Piezoelectric ceramic is a functional ceramic material that can convert mechanical energy and electrical energy. Compared with piezoelectric single crystal materials, it has high electromechanical coupling coefficient, good piezoelectric properties, stable chemical properties, easy preparation, and can produce various shapes, sizes and arbitrary polarization directions, and has low price. It is widely used in high-tech fields such as satellite broadcasting, electronic equipment, biology, and aerospace.

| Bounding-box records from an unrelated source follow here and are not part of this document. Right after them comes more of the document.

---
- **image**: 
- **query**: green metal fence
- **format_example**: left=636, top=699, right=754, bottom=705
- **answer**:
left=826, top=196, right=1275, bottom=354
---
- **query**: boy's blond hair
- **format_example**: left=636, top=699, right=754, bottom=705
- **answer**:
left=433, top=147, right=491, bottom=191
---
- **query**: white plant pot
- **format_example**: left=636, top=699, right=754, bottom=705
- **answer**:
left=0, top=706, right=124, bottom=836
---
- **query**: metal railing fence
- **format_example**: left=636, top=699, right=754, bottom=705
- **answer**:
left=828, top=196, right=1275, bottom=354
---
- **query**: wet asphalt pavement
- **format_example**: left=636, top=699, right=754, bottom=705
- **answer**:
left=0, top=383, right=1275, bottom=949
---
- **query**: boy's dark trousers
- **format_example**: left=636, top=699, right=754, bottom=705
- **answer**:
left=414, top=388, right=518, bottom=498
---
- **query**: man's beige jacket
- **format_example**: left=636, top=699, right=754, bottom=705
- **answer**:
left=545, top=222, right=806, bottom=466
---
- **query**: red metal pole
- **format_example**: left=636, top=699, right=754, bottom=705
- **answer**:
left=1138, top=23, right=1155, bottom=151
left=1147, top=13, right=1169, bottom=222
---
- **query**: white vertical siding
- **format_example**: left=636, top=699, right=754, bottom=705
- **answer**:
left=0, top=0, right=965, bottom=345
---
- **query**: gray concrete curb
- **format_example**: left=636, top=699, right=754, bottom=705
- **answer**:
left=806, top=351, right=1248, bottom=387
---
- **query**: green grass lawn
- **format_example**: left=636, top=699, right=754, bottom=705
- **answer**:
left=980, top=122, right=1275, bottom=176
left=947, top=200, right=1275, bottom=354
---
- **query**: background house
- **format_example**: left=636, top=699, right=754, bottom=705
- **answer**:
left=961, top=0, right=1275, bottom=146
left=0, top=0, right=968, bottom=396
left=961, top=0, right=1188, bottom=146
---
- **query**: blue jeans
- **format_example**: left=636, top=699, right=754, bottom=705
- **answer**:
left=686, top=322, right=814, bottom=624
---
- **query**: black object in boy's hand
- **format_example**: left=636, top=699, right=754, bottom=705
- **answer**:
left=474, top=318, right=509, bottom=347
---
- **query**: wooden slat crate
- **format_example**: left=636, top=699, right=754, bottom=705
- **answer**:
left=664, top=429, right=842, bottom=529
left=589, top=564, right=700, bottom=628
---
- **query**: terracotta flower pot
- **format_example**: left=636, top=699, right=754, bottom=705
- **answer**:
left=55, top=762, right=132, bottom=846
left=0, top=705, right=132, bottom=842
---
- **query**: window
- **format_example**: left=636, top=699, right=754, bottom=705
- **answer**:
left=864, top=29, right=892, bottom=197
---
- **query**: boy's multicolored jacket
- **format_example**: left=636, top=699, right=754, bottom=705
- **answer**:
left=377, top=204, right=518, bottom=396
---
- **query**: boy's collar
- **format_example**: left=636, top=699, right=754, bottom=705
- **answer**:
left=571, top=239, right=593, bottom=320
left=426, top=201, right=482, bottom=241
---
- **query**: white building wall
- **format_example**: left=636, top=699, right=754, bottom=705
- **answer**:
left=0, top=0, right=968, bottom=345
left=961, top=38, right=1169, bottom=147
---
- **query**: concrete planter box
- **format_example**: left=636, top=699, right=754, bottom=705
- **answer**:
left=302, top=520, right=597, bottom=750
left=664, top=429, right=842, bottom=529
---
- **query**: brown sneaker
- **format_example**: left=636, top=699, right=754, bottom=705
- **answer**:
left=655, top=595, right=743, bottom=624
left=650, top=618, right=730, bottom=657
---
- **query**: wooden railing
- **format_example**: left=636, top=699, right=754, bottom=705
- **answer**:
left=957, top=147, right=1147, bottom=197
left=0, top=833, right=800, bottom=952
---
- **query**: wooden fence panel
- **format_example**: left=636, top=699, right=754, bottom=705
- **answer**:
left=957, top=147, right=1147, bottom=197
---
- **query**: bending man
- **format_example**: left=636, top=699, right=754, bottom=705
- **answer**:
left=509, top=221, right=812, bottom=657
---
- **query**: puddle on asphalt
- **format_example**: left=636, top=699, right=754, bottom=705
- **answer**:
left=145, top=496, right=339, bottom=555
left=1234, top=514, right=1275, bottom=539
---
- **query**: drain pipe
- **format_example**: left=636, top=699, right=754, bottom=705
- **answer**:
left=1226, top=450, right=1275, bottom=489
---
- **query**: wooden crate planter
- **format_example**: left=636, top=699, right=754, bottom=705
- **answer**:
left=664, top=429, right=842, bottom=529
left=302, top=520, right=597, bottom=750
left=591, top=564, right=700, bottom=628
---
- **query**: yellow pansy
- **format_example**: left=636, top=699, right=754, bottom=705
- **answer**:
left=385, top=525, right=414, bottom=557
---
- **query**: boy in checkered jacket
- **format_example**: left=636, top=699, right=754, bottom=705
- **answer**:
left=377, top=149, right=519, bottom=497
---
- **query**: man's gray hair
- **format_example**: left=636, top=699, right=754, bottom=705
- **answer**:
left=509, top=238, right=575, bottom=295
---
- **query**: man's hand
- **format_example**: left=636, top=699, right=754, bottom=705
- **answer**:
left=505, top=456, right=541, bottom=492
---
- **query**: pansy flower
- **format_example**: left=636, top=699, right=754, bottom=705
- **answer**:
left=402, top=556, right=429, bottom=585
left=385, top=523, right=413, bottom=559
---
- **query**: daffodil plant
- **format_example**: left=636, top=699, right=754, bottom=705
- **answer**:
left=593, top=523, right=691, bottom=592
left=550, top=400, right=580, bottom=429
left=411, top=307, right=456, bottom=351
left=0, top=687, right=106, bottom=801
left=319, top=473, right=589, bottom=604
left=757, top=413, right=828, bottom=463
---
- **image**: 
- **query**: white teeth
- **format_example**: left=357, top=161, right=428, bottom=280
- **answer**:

　　However, the piezoelectric ceramic systems currently used are mainly lead-based piezoelectric ceramics, and the content of PbO (or Pb3O4) in these ceramic materials accounts for about 70% of the total mass of the raw materials. Due to the volatility of lead-containing compounds such as PbO and Pb3O4 at high temperatures, these ceramics pose great harm to human health and the ecological environment during production, use and disposal. If the pollution-free treatment of lead-containing ceramic devices is carried out, the cost will be high. On the other hand, the volatilization of PbO also causes the stoichiometric ratio of the ceramic to deviate from the stoichiometric ratio in the formulation, resulting in reduced product consistency and repeatability. Therefore, the development and development of environmentally friendly lead-free piezoelectric ceramics has become an urgent and significant practical issue.

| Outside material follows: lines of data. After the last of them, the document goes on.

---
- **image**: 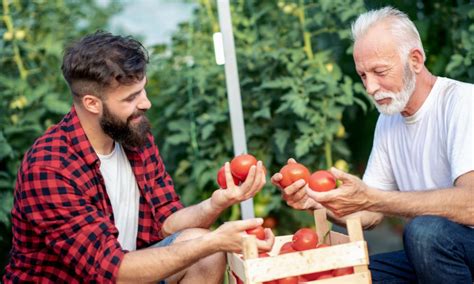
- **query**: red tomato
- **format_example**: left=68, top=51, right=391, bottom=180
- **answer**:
left=230, top=154, right=257, bottom=181
left=309, top=170, right=336, bottom=192
left=217, top=166, right=240, bottom=189
left=280, top=164, right=311, bottom=188
left=245, top=226, right=265, bottom=240
left=332, top=266, right=354, bottom=277
left=278, top=242, right=295, bottom=254
left=232, top=271, right=244, bottom=284
left=277, top=276, right=299, bottom=284
left=291, top=228, right=318, bottom=251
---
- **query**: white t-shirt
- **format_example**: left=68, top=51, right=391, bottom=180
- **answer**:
left=363, top=77, right=474, bottom=191
left=97, top=142, right=140, bottom=251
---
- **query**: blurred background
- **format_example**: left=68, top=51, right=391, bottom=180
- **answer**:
left=0, top=0, right=474, bottom=278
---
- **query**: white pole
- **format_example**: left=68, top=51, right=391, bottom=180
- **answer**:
left=217, top=0, right=255, bottom=219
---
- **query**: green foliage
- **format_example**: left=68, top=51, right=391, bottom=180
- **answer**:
left=148, top=1, right=365, bottom=233
left=0, top=0, right=474, bottom=276
left=0, top=0, right=118, bottom=274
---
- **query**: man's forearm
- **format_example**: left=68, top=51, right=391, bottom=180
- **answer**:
left=117, top=233, right=218, bottom=283
left=368, top=187, right=474, bottom=226
left=162, top=199, right=223, bottom=236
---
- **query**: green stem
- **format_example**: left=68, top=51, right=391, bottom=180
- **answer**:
left=2, top=0, right=28, bottom=80
left=203, top=0, right=219, bottom=33
left=298, top=0, right=314, bottom=60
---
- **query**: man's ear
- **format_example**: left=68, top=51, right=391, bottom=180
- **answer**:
left=81, top=95, right=102, bottom=114
left=408, top=48, right=425, bottom=74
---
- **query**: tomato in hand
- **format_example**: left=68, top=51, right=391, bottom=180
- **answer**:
left=245, top=226, right=265, bottom=240
left=291, top=228, right=318, bottom=251
left=280, top=163, right=311, bottom=188
left=309, top=170, right=336, bottom=192
left=217, top=166, right=240, bottom=189
left=300, top=270, right=333, bottom=282
left=230, top=154, right=257, bottom=181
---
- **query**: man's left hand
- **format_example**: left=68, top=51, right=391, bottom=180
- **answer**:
left=306, top=168, right=372, bottom=217
left=211, top=161, right=266, bottom=210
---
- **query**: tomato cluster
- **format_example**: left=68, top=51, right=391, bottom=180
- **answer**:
left=280, top=163, right=336, bottom=192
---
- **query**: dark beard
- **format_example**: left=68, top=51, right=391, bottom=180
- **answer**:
left=99, top=103, right=150, bottom=148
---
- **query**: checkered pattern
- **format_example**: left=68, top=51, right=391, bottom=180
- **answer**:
left=3, top=107, right=183, bottom=283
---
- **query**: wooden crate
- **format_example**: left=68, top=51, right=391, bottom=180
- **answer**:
left=227, top=209, right=372, bottom=284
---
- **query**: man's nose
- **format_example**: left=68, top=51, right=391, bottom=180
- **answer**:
left=365, top=75, right=380, bottom=96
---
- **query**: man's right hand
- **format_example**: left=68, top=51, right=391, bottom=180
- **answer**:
left=210, top=218, right=275, bottom=253
left=271, top=158, right=323, bottom=210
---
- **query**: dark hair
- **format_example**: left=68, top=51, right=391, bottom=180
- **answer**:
left=61, top=31, right=148, bottom=98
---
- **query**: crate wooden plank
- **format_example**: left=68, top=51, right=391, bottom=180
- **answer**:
left=347, top=218, right=369, bottom=273
left=329, top=231, right=350, bottom=245
left=229, top=241, right=367, bottom=283
left=301, top=272, right=371, bottom=284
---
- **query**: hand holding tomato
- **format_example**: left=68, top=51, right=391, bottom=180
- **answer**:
left=211, top=161, right=266, bottom=211
left=209, top=218, right=275, bottom=253
left=271, top=159, right=321, bottom=210
left=306, top=168, right=375, bottom=217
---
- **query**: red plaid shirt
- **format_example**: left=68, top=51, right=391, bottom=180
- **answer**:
left=3, top=107, right=183, bottom=283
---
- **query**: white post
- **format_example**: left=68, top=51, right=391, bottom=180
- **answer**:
left=217, top=0, right=255, bottom=219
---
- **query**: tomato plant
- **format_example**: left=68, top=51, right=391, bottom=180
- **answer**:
left=291, top=228, right=318, bottom=251
left=300, top=270, right=333, bottom=282
left=245, top=226, right=265, bottom=240
left=308, top=170, right=336, bottom=192
left=230, top=154, right=257, bottom=181
left=217, top=166, right=240, bottom=189
left=280, top=163, right=311, bottom=188
left=277, top=276, right=299, bottom=284
left=278, top=242, right=295, bottom=254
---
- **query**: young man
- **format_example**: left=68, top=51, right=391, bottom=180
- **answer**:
left=3, top=32, right=274, bottom=283
left=272, top=7, right=474, bottom=284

　　Lead-free piezoelectric ceramics, also known as environmentally friendly piezoelectric ceramics, have a direct surface layer meaning piezoelectric ceramic materials that are lead-free and have satisfactory high piezoelectric properties. At present, lead-free piezoelectric ceramic systems studied at home and abroad mainly include: BaTiO3-based lead-free piezoelectric ceramics, (Bi0.5Na0.5)TiO3 (BNT)-based lead-free piezoelectric ceramics, bismuth-layered structure lead-free piezoelectric ceramics and A bismuth-based lead-free piezoelectric ceramic (including an alkali metal silicate of a perovskite structure and a tungsten bronze structure silicate).

　　The effect of powder particle size on the microstructure of 3Y-TZP material: It can be seen from the XRD patterns of the surface and section of the two materials that the original powder of the two materials has only a single t-phase zirconia and no monoclinic (m) phase. A diffraction peak of zirconia appears. After sintering, only the micron powder sintered body appears on the surface (representing the inside of the material), and the nanopowder sintered body is still composed entirely of t phase. This may be because the micron powder has a high sintering temperature and the crystal grains are abnormally grown after sintering. Exceeding the critical grain size of phase transition, a small amount of phase change spontaneously occurs during cooling; the diffraction peak of m-phase zirconia appears in both sections. It is calculated by calculation that the sample sintered by the nanoparticles at the time of the fracture has a larger phase variable of the t-m phase transition than the sample sintered by the microparticles. The SEM photographs show that the microstructure of the nano-powder sintered samples is more uniform and compact, and the particle distribution range is narrow. The micro-powder sintered body has a small number of irregular small pores, and the abnormal growth of crystal grains appears in the micro-particle samples. Phenomenon, this is because the capillary pores existing around these particles hinder the growth of normal crystal grains, and the larger particles in the raw material powder cause it to be swallowed, which has a certain negative effect on the improvement of the mechanical properties of the microparticles. In the grain size, since the original particles of the nanopowder are small, and the sintering temperature is lower than that of the micron powder, the grain size is smaller than that of the micron powder sintered material.